I am also reminded about how fortunate we are to have access to the technology and that we can afford it. My laptop is six years old–ancient by some standards–and it acts a little funky at times, crashing and such. I lay my hands on it trying to will it to keep functioning properly. But the fact that I have a computer at all, and an iPod, “smart” phone, and all manner of technology is a blessing that many people do not have.

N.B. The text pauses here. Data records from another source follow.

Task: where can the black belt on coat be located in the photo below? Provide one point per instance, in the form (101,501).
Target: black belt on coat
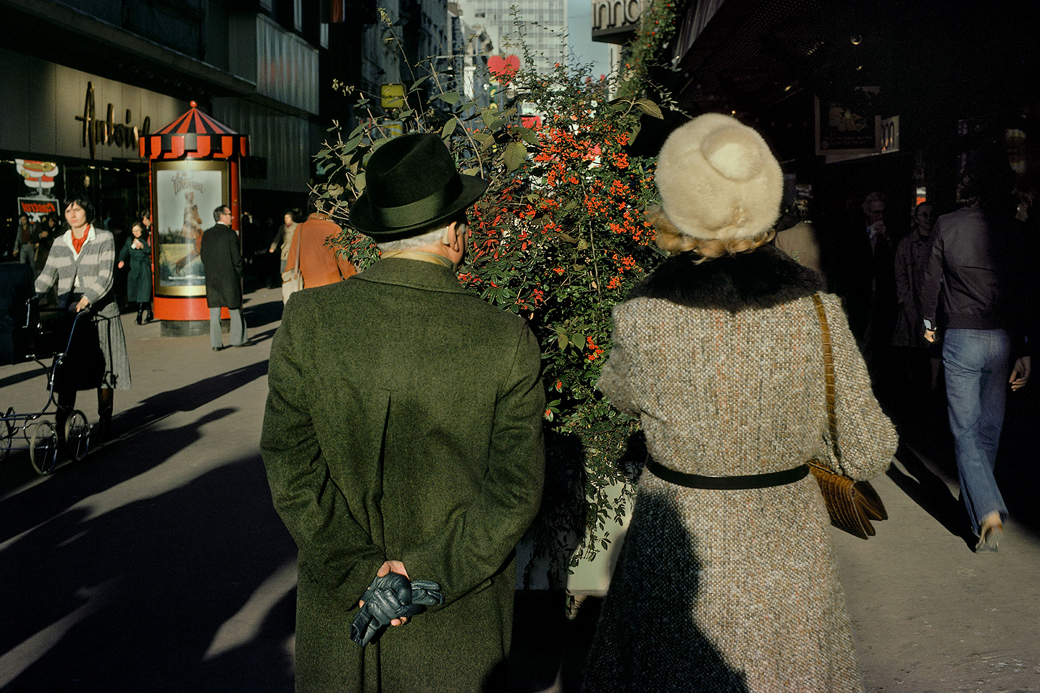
(728,483)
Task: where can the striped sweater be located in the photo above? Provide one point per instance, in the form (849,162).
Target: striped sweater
(97,268)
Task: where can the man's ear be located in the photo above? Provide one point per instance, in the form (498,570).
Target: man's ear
(452,238)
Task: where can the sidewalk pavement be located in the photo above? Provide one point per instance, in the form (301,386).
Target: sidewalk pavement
(158,563)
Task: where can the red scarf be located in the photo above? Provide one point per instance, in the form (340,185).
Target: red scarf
(78,242)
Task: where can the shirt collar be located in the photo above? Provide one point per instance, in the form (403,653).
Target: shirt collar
(68,237)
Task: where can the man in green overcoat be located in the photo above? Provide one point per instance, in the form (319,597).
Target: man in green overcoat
(404,432)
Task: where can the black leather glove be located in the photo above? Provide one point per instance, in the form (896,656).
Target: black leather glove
(389,597)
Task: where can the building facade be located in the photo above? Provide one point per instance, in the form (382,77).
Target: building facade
(84,78)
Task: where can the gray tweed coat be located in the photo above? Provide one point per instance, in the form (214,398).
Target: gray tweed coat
(732,590)
(93,279)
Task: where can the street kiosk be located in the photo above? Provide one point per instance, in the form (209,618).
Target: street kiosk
(193,169)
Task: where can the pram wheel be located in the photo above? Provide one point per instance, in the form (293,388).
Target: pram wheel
(8,435)
(77,435)
(44,448)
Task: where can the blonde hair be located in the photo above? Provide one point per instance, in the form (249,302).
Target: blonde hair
(672,240)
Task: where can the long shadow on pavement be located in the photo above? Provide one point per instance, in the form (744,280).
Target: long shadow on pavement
(260,314)
(130,599)
(931,492)
(104,468)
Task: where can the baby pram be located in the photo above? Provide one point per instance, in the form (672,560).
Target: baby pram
(31,333)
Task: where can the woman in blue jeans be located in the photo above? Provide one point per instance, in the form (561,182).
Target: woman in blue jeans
(972,262)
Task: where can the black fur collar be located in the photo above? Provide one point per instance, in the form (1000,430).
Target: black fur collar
(762,279)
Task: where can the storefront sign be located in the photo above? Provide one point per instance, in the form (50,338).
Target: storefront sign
(37,175)
(108,131)
(37,208)
(615,17)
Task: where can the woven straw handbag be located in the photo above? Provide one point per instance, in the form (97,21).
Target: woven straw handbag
(852,505)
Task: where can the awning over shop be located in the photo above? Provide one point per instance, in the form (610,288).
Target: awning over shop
(195,135)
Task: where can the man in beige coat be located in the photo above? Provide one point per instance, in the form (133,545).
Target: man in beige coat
(404,433)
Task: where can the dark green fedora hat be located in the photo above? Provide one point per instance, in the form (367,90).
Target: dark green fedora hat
(412,183)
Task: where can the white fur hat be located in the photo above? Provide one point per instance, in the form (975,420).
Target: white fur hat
(718,179)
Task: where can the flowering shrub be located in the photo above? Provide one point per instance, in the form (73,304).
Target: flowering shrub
(560,237)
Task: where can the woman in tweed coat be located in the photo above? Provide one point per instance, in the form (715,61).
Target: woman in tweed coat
(88,285)
(719,354)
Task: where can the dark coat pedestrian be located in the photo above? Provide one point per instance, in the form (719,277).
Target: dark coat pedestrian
(223,261)
(137,253)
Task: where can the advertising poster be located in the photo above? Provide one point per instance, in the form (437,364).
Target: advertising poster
(849,126)
(186,194)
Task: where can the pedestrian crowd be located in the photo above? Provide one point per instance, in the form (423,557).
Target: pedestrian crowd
(403,433)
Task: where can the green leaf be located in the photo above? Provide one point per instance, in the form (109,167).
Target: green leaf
(649,107)
(633,134)
(449,128)
(352,144)
(526,134)
(514,155)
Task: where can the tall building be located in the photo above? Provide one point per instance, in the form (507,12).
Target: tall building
(543,26)
(83,79)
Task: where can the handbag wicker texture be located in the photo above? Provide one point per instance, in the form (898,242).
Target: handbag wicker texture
(852,505)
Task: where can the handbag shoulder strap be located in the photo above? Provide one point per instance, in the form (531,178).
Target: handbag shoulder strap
(825,333)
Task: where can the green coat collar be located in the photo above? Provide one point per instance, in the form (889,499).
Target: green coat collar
(413,274)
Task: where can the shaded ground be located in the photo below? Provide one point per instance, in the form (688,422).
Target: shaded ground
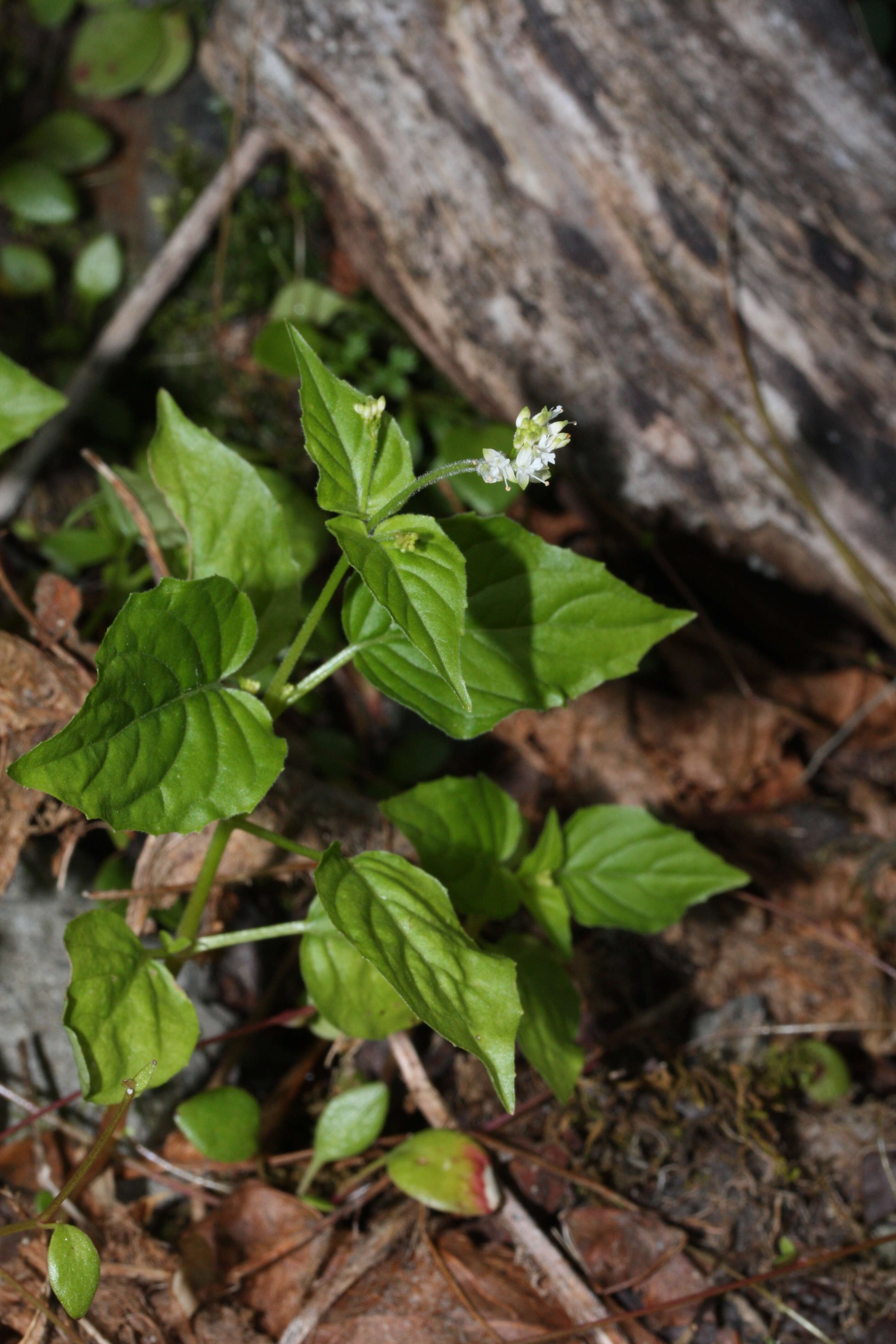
(695,1129)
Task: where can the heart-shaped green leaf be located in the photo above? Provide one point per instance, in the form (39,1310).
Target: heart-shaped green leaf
(402,920)
(551,1012)
(350,991)
(347,1127)
(123,1009)
(448,1171)
(37,193)
(162,744)
(358,473)
(26,271)
(73,1265)
(98,269)
(465,831)
(543,625)
(626,870)
(236,526)
(66,140)
(305,526)
(540,894)
(25,404)
(417,574)
(176,54)
(222,1123)
(115,52)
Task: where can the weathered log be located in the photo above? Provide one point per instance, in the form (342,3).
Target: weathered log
(539,191)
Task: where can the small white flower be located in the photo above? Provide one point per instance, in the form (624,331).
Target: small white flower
(496,467)
(535,447)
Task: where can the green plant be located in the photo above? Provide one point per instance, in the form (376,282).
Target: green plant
(464,621)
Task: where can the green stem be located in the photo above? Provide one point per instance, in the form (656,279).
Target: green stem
(439,473)
(264,834)
(293,694)
(66,1331)
(275,691)
(191,918)
(233,940)
(103,1143)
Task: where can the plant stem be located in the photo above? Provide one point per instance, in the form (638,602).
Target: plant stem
(273,701)
(439,473)
(103,1143)
(293,694)
(233,940)
(66,1331)
(264,834)
(191,918)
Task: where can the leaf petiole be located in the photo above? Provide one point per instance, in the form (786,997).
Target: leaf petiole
(191,918)
(273,701)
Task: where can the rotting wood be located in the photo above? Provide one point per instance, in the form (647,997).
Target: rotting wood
(539,193)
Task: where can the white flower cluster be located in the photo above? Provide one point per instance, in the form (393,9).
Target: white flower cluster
(535,444)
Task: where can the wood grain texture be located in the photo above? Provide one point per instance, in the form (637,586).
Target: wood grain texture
(536,190)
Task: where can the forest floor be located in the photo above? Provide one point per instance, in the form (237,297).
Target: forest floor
(710,1139)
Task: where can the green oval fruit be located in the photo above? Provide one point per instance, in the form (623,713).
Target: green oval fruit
(448,1171)
(74,1269)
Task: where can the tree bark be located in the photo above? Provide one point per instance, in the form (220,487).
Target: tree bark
(540,193)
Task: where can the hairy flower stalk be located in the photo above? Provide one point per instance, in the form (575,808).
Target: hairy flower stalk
(535,445)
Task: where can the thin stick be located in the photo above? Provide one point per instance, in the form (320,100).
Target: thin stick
(847,729)
(39,1307)
(136,510)
(452,1283)
(121,333)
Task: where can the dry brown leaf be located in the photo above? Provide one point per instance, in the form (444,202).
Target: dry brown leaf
(250,1222)
(57,604)
(406,1299)
(801,977)
(835,697)
(620,1248)
(632,747)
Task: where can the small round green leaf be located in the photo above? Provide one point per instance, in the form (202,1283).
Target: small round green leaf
(26,271)
(37,193)
(116,52)
(176,54)
(222,1124)
(347,1125)
(98,269)
(821,1070)
(52,13)
(74,1269)
(68,142)
(448,1171)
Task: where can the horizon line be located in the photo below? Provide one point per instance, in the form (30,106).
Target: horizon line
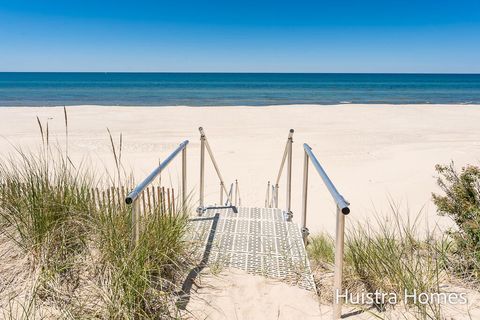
(251,72)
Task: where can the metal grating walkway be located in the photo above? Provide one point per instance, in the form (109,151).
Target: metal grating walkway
(256,240)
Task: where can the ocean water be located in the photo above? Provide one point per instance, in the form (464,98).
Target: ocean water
(231,89)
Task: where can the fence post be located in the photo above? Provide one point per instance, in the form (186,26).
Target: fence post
(289,176)
(135,222)
(304,198)
(202,174)
(236,192)
(339,248)
(184,179)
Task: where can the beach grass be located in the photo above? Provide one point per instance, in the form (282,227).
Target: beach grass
(73,258)
(391,257)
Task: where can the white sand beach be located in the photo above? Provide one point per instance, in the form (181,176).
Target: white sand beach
(373,153)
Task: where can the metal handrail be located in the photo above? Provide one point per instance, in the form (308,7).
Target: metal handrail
(132,197)
(339,200)
(287,156)
(342,211)
(238,198)
(205,145)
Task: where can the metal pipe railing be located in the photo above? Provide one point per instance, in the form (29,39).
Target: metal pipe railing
(238,197)
(342,211)
(205,145)
(132,197)
(287,157)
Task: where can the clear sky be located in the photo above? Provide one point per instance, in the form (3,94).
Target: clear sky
(244,36)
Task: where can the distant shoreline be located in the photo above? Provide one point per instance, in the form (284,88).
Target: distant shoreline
(232,89)
(393,105)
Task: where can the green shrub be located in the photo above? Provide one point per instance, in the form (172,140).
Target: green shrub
(461,202)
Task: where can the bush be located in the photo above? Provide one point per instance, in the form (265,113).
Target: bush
(461,202)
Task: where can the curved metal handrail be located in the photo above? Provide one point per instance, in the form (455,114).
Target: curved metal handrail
(342,211)
(205,145)
(337,197)
(287,156)
(133,195)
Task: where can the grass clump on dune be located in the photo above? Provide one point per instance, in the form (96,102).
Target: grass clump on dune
(460,201)
(77,255)
(391,257)
(141,280)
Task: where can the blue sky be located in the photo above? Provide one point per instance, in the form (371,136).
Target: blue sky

My son says that we are “cyborgs,” that we are so reliant on our technologies that we are in essence part machine and will someday be unable to function without them. I don’t know about all that, but I do know that we do so much with technology that we can find it slow and archaic and irritating if we have to do things the “old fashioned” way. Today I wrote out a birthday card and mailed it snail mail (with a stamp and everything) to my aunt in Nashville. She’ll get it late–the postal carrier didn’t pick it up until late afternoon and my aunt’s birthday is Monday–but she’ll have a physical thing that comes in her mailbox that she’ll get to open. My daughter sent me a letter via snail mail a few weeks ago. She said she wanted to surprise me, and it did. I must confess that every day I go to my mailbox wishing something “good” would come in the post, something besides “window” mail–bills and junk. It was good to receive a nice letter telling me that I am loved and appreciated and wishing me a good week. I hope my Aunt is as delighted to receive a card with a neatly typed letter inside. Technology is allowing us to do amazingly cool things like talk “face to face” with people thousands of miles away. But sometimes simple technology like an old fashioned letter in the mail is priceless.

I am grateful for the myriad variety of ways I can connect to people that I love. I text and play games with my daughter on our phones nearly every day. I Skype or “Facetime” with family and friends every week and talk on my cell phone to them constantly. When it comes right down to it, though, I’d really like a transporter system like they have in Star Trek, where I can beam myself over and greet my brother with a hug and kiss, and sit in his house and hag out or a few hours then beam myself back. Because in the end, there’s nothing quite like being there in person.